Processus nauséabonds
A cela, il faut ajouter les prises de position du général Yair Golan, le chef d’état major adjoint qui, avant le jour de la commémoration de la Shoah, avait déclaré : « Une chose m'effraie. C'est de relever les processus nauséabonds qui se sont déroulés en Europe en général et plus particulièrement en Allemagne, il y a 70, 80 et 90 ans. Voir des signes de cela parmi nous en cette année 2016. La Shoah doit inciter à une réflexion fondamentale sur la façon dont on traite ici et maintenant l'étranger, l'orphelin et la veuve. […] Il n'y a rien de plus simple que de haïr l'étranger, rien de plus simple que de susciter les peurs et d'intimider…"» Voir l'analyse de Danièle Kriegel

Le racisme
La droite gouvernementale n’avait pas apprécié. Golan et ses collègues généraux ont donc eu droit à une véritable campagne de « shaming » sur les réseaux sociaux. Yaalon, ministre de la défense, a, bien entendu, soutenu l’état major face à cette campagne haineuse. Netanyahu s’est rangé du côté de l’opinion publique et négocié un nouvel accord de coalition avec le parti russophone d’Avigdor Lieberman. Yaalon, sur le point d’être limogé, a préféré démissionner en déclarant : « J’ai combattu de toutes mes forces les expressions d’extrémisme, de violence et de racisme qui menacent la robustesse de la société israélienne, s'infiltrent dans l'armée en lui nuisant »

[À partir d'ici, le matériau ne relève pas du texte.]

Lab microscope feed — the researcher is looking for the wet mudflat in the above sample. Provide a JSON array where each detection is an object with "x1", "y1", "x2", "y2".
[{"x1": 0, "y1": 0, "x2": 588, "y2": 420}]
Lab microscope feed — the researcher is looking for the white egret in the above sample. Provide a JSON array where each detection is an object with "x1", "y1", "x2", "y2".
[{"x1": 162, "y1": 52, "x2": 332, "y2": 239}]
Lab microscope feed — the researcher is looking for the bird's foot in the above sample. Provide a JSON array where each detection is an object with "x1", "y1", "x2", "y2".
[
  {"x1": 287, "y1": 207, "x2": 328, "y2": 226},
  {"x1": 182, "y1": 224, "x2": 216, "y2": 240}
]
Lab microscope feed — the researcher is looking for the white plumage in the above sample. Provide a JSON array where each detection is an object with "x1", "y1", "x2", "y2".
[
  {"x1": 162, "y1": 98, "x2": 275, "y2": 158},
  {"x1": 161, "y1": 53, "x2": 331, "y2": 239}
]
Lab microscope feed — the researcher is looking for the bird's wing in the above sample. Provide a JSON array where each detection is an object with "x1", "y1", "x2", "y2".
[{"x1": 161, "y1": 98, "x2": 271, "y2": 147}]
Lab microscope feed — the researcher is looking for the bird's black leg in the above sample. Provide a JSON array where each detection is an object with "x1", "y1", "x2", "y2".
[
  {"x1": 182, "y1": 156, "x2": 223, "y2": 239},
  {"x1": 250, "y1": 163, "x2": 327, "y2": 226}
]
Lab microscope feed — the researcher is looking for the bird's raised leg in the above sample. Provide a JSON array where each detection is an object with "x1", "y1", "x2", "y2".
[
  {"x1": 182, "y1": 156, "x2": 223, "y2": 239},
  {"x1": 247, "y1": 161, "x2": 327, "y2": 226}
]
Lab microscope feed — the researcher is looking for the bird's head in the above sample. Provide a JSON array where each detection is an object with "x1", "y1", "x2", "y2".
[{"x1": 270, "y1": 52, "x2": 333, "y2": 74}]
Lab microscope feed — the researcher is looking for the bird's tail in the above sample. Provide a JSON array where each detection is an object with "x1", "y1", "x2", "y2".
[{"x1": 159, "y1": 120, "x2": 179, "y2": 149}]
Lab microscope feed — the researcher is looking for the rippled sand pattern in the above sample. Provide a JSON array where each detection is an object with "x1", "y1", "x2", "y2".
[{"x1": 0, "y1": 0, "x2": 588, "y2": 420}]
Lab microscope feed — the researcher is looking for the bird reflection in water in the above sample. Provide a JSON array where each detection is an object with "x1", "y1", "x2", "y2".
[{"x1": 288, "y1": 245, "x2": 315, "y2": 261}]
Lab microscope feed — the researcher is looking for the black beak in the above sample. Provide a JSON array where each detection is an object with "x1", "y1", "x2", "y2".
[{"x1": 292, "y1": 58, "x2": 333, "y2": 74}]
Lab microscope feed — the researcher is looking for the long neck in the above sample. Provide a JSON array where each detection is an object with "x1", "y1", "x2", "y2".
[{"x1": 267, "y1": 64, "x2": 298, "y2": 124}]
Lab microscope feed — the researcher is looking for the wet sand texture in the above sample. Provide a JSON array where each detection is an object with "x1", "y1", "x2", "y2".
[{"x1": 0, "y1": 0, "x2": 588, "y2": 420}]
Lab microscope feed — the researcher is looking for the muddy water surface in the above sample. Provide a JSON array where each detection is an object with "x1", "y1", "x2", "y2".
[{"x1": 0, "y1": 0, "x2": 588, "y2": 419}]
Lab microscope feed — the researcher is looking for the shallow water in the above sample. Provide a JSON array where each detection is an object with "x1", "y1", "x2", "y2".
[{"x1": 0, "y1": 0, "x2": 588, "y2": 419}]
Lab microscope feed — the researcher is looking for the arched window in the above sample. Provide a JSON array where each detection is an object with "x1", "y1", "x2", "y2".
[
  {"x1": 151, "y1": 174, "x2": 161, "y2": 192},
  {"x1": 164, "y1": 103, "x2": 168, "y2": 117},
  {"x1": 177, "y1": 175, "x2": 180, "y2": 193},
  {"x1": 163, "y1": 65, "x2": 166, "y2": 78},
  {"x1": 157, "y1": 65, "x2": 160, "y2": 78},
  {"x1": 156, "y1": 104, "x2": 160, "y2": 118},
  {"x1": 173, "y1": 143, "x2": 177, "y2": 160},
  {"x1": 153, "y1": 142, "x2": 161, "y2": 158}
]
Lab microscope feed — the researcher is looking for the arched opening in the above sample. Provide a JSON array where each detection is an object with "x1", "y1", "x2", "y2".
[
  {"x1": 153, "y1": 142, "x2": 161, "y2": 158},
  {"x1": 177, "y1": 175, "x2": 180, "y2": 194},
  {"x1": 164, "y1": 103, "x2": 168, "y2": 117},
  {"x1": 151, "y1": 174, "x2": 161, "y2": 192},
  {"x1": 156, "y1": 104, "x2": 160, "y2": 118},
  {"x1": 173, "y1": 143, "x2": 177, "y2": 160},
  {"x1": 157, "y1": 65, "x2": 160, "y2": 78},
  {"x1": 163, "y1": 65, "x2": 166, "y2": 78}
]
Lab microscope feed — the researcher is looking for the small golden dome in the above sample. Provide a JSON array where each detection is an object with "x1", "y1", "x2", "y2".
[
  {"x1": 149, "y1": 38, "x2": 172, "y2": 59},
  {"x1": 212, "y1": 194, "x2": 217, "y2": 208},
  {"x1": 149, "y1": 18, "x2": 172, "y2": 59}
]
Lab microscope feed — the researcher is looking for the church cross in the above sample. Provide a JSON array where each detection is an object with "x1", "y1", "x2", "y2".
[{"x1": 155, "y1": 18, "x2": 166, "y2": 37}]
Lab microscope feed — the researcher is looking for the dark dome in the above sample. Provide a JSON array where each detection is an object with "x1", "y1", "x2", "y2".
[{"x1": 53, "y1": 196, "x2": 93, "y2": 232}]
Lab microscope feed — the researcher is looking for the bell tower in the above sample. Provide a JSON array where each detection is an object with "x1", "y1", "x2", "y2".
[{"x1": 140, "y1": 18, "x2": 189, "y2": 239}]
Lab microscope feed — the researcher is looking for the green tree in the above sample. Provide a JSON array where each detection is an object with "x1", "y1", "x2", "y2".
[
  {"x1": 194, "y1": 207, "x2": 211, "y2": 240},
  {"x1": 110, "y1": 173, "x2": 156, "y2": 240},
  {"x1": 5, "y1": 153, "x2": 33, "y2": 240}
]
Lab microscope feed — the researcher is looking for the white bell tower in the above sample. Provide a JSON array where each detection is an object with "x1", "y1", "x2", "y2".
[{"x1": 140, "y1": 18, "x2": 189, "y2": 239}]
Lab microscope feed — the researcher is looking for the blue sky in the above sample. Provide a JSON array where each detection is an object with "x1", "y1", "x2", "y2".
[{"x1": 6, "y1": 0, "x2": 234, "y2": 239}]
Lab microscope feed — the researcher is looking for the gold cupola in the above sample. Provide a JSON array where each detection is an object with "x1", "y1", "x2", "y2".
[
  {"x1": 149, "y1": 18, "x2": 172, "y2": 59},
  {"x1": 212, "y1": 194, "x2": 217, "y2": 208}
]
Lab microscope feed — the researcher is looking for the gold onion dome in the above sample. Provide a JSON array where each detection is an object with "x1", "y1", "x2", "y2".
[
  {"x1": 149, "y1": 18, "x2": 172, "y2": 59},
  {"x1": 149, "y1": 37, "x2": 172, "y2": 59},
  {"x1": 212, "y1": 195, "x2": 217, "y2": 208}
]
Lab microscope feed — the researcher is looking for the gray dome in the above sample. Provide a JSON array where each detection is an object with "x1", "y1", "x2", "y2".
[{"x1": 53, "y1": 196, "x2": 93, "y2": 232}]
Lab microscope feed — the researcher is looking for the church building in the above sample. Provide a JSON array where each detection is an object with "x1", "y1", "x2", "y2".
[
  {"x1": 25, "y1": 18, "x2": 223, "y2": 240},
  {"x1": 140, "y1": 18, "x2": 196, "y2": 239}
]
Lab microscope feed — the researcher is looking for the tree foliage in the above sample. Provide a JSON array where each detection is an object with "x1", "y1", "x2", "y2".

L'inimitié de la nouvelle élite
Tout cela, démontre une fois de plus, la profonde transformation de la société israélienne. Alouf Ben, le rédacteur en chef du quotidien Haaretz, l’a analysée dans un article publié par la revue américaine Foreign Affairs sous le titre : « La fin du vieil Israël » Extraits : « Israël – au moins sa version séculaire et progressiste qui avait captivé l’imagination du monde- appartient au passé. […] D’ores et déjà, la transformation est spectaculaire. Les dirigeants actuels du pays, dirigés par Benjamin Netanyahu, qui, depuis l’élection s’est transformé en extrémiste de droite- considèrent le principe démocratique comme synonyme du pouvoir absolu de la majorité. Ils n’acceptent pas les limites imposées par le processus judiciaire, ou la nécessité de protéger les minorités. » Alouf Ben rappelle les états de service de Yaalon. Membre du Likoud, général, ancien chef d’état major, opposé aux accords d’Oslo, mais profondément attaché à la laïcité et au droit. « Cela faisait de lui un des derniers membres de la vieille garde du style de Ben Gourion. Dans l’Israël de Netanyahu, le seul fait de se prononcer en faveur d’une procédure judiciaire pour un crime avéré suffit à vous attirer l’inimitié de la nouvelle élite et de ses supporters» L’analyse d’Alouf Ben se trouve ici :
Mon article sur le maccarthysme au pouvoir en Israël est

PS: Il faut remarquer que la plupart des grands médias évitent d'évoquer cette transformation profonde de la société israélienne. Est-ce par peur d'être taxé d'antisémtisme?